The Programmer as Journalist: a Q&A; with Adrian Holovaty
Washingtonpost.com's Web tech guru answers questions about programming's role in news reporting and presentation
by Robert Niles
[The universe of journalists who program is, well, pretty small. Which is why I welcome the chance to talk with Adrian Holovaty, an award-winning journalist/programmer whose work, both for WashingtonPost.com and for his own sites, expands this profession's capabilities. Adrian graciously agreed to answer a few of my questions via e-mail for OJR. -- Robert]
OJR: I think one can safely assume that everyone in the news business understands how one "does journalism" through writing or photography. But how does one "do journalism" through computer programming?
Holovaty: The way I see it, there are three basic tasks that journalists do:
1. Gathering information. This involves talking to sources, examining documents, taking photographs, etc. It's reporting.
2. Distilling information. This involves applying editorial judgment to decide what parts of the gathered information are important and relevant.
3. Presenting information. This involves shaping the distilled information into a format that is accessible to the readership. Some examples: writing style (inverted pyramid, etc.), photo color-correction, newspaper page design.

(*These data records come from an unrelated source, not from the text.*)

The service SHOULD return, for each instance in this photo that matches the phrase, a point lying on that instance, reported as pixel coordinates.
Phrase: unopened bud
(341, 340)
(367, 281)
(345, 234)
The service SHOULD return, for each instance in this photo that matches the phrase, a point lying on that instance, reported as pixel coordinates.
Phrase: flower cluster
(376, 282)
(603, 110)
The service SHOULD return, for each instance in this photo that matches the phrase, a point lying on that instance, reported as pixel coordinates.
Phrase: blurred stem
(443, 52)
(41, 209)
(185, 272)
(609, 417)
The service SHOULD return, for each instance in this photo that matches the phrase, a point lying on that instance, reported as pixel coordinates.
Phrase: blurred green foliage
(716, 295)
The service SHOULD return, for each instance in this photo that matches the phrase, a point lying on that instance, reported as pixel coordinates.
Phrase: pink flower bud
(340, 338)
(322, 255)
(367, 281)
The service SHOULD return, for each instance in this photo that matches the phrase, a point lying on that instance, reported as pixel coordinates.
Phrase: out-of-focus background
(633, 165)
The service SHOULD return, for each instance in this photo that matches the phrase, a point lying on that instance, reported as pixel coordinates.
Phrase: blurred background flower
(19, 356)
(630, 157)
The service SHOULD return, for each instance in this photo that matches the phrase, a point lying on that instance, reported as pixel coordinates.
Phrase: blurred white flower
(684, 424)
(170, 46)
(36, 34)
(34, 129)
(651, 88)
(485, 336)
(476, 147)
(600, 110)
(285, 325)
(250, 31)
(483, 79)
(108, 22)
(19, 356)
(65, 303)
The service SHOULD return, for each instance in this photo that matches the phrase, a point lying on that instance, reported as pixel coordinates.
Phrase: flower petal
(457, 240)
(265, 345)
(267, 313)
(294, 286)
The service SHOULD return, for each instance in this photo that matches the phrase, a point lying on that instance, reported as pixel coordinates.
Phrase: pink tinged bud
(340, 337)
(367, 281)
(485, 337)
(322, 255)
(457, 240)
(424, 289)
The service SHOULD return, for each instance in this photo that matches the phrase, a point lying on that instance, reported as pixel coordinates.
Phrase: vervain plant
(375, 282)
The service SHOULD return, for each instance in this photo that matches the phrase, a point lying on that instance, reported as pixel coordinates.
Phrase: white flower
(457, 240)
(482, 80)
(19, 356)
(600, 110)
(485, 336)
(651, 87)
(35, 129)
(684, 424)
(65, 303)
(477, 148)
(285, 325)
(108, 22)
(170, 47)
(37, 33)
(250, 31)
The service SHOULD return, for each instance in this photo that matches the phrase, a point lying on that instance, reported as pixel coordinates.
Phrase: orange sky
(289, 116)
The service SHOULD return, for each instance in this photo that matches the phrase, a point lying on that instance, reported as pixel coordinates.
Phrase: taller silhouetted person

"Doing journalism through computer programming" is just a different way of accomplishing these goals. Namely, the technique favors automation wherever possible.
For example, it's possible to automate that first step, the gathering of information. That's how my chicagocrime.org site works. Each weekday, my computer program goes to the Chicago Police Department's website and gathers all crimes reported in Chicago. Similarly, the U.S. Congress votes database I helped put together at washingtonpost.com works the same way: Several times a day, an automated program checks several government websites for roll-call votes. If it finds any, it gathers the data and saves it into a database.
The second step, distilling information, can also be automated. Just as an editor can apply editorial judgment to decide which facts in a news story are most important, a programmer-journalist (we really do need a better name than that!) decides which *queries* should be made of data. For instance, on chicagocrime.org I decided it would be useful if site users could browse by crime type, ZIP code and city ward. On the votes database site, we decided it would be useful to browse a list of all the votes that happen late at night and a list of members of Congress who've missed the most votes. Once we made that decision of which information to display, it was just a matter of writing the programming code that automated it.
In the "journalism through computer programming" realm, the third step, presentation, is also automated. This is particularly complex, because in creating websites, it's necessary to account for all possible permutations of data. For example, on chicagocrime.org I had to account for missing data: How should the site display crimes whose data has changed? What should happen in the case where a crime's longitude/latitude coordinates aren't available? What should happen when a crime's time is listed as "Not available"?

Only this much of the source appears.